We've all heard about ancient insects getting preserved in amber (fossilized tree resin), with similarly-preserved items including dinosaur feathers, mammalian red blood cells and a bizarre spider. Now, for the first time, scientists have found an amber-encased prehistoric snake.
Led by Dr. Lida Xing (China University of Geosciences) and Prof. Mike Caldwell (University of Alberta, Canada), an international team recently discovered the fossil in Myanmar.
At the time that the baby snake initially became trapped in the sticky resin, however – approximately 100 million years ago – it was located in the supercontinent of Gondwana. The region that we now know as Myanmar (aka Burma) broke off of that continent and subsequently drifted north until it collided with Asia.
Known as Xiaophis myanmarensis, the snake is thought to be an infant due to its small size (its estimated length is under 8 cm/3.1 inches), the relatively large space occupied by its spinal cord, and the fact that its backbone lacks the complex joints which such snakes are known to have acquired as they reached adulthood.

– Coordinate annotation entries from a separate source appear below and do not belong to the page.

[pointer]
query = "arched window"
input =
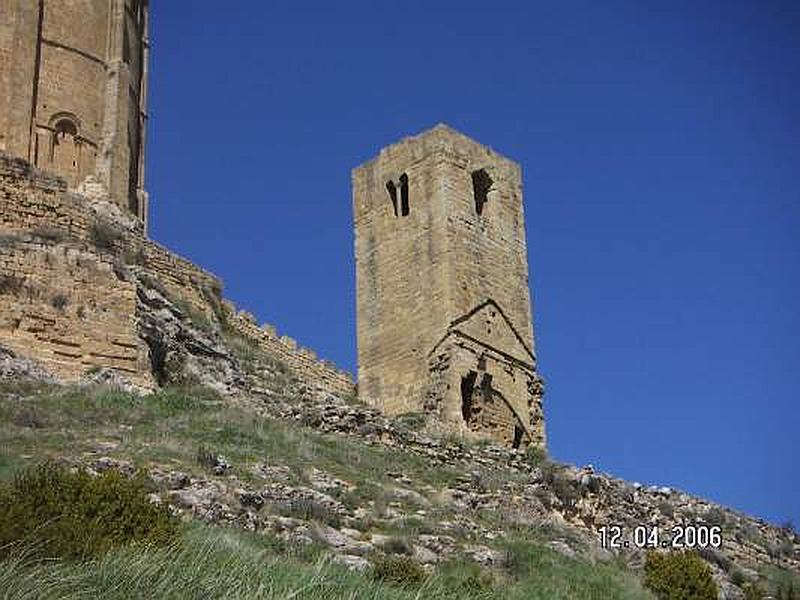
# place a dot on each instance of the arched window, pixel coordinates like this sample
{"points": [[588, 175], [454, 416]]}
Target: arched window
{"points": [[65, 127], [65, 151]]}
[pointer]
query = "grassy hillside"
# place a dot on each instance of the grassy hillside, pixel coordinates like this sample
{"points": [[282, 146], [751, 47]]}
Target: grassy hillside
{"points": [[177, 430]]}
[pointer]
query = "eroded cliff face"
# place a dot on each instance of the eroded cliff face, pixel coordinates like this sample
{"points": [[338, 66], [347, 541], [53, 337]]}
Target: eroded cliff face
{"points": [[82, 289]]}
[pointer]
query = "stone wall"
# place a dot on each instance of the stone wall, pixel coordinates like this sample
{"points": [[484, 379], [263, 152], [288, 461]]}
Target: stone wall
{"points": [[439, 234], [71, 264], [302, 362], [73, 86], [67, 308]]}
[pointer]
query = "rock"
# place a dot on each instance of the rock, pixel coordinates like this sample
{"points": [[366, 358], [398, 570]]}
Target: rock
{"points": [[326, 482], [111, 379], [272, 473], [106, 463], [250, 498], [340, 542], [485, 556], [563, 548], [408, 496], [424, 555]]}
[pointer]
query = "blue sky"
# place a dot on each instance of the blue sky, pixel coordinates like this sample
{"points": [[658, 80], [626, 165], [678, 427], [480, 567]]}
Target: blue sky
{"points": [[660, 148]]}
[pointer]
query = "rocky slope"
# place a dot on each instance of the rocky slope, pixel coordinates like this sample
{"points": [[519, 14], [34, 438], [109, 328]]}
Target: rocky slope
{"points": [[371, 485]]}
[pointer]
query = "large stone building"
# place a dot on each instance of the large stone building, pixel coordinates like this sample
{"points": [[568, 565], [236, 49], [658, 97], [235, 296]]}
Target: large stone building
{"points": [[444, 313], [73, 88]]}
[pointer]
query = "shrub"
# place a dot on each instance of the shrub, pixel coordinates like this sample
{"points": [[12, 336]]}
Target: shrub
{"points": [[66, 514], [679, 576], [398, 570], [104, 234]]}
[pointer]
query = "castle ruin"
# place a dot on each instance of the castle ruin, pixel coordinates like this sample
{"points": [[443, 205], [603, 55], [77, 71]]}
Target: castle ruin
{"points": [[444, 313], [73, 90]]}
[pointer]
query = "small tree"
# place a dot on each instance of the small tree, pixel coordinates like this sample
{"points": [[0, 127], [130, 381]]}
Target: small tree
{"points": [[679, 576]]}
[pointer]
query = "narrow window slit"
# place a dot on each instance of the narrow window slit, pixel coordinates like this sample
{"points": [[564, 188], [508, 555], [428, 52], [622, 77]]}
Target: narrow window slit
{"points": [[404, 208], [481, 186]]}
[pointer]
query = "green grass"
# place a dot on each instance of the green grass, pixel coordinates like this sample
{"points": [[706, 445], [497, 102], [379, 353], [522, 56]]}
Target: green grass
{"points": [[167, 429], [222, 563]]}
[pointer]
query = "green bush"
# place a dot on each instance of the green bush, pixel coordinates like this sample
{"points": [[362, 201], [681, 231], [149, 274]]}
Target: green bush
{"points": [[58, 513], [679, 576], [104, 234], [398, 570]]}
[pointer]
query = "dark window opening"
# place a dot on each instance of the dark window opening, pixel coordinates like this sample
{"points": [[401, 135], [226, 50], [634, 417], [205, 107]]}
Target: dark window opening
{"points": [[481, 186], [467, 387], [65, 127], [486, 387], [392, 189], [404, 195], [518, 432]]}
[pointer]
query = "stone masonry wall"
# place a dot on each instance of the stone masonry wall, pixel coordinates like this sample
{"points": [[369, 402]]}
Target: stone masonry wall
{"points": [[56, 243], [439, 233]]}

According to the scientists, it provides a "vital link" to snakes that went on to evolve in other parts of the world.
"It dates back to the age of the dinosaurs, well before snakes started to differentiate into modern groups," says team member Dr. Alessandro Palci, of Australia's Flinders University. "This Asian fossil helps shed light on how primitive snakes dispersed from the southern to the northern continents."
A paper on the finding was published this Wednesday in the journal Science Advances.